Description of problem: In a quorate 3-node cluster, attempts to join the fence domain fail: [root@link-11 root]# cat /proc/cluster/nodes Node Votes Exp Sts Name 1 1 3 M link-10 2 1 3 M link-11 3 1 3 M link-12 [root@link-11 root]# fenced -D Command Line Arguments: name = default debug = 1 fenced: fence_domain_add: init_nodes ccs error -1 [root@link-11 root]# ccs_test connect ccs_connect failed: Connection refused [root@link-11 root]# pidof ccsd 3377 [root@link-11 root]# Version-Release number of selected component (if applicable): [root@link-11 root]# fenced -V fenced DEVEL.1090872651 (built Jul 26 2004 15:11:58) Copyright (C) Red Hat, Inc. 2004 All rights reserved. [root@link-11 root]# ccsd -V ccsd DEVEL.1090872650 (built Jul 26 2004 15:11:54) Copyright (C) Red Hat, Inc. 2004 All rights reserved. How reproducible: Steps to Reproduce: 1. 2. 3. Actual results: Expected results: Additional info:
Raising priority. This is a blocker for doing anything with a filesystem.
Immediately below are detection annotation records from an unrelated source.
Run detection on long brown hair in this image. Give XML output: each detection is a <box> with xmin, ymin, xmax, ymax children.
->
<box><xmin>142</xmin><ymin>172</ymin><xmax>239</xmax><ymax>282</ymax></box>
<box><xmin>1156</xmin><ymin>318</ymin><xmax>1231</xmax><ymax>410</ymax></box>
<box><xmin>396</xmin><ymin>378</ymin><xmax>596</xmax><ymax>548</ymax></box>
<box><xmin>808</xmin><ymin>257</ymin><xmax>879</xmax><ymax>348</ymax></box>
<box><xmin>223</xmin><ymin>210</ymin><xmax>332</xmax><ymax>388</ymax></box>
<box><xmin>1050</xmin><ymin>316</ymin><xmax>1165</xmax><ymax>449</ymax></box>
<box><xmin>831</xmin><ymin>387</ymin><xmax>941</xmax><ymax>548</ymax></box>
I can workaround this by running 'ccs_test connect force' on each node before attempting to join the fence domain.
I was able to reproduce this by: 1. forming a quorate cluster 2. on a single node, do cman_tool leave; cman_tool join The descriptor held on the cluster manager was becoming invalid. Now I close the descriptor on cman shutdown and attempt to reconnect when it becomes available again. If this is truly the fix for the problem, it may also address bug 128569
Ok, I needed to do an FD_ZERO(&rset); before populating the variable. This appears to be what was causing this bug, as well as 128569
Works now.
Updating version to the right level in the defects. Sorry for the storm.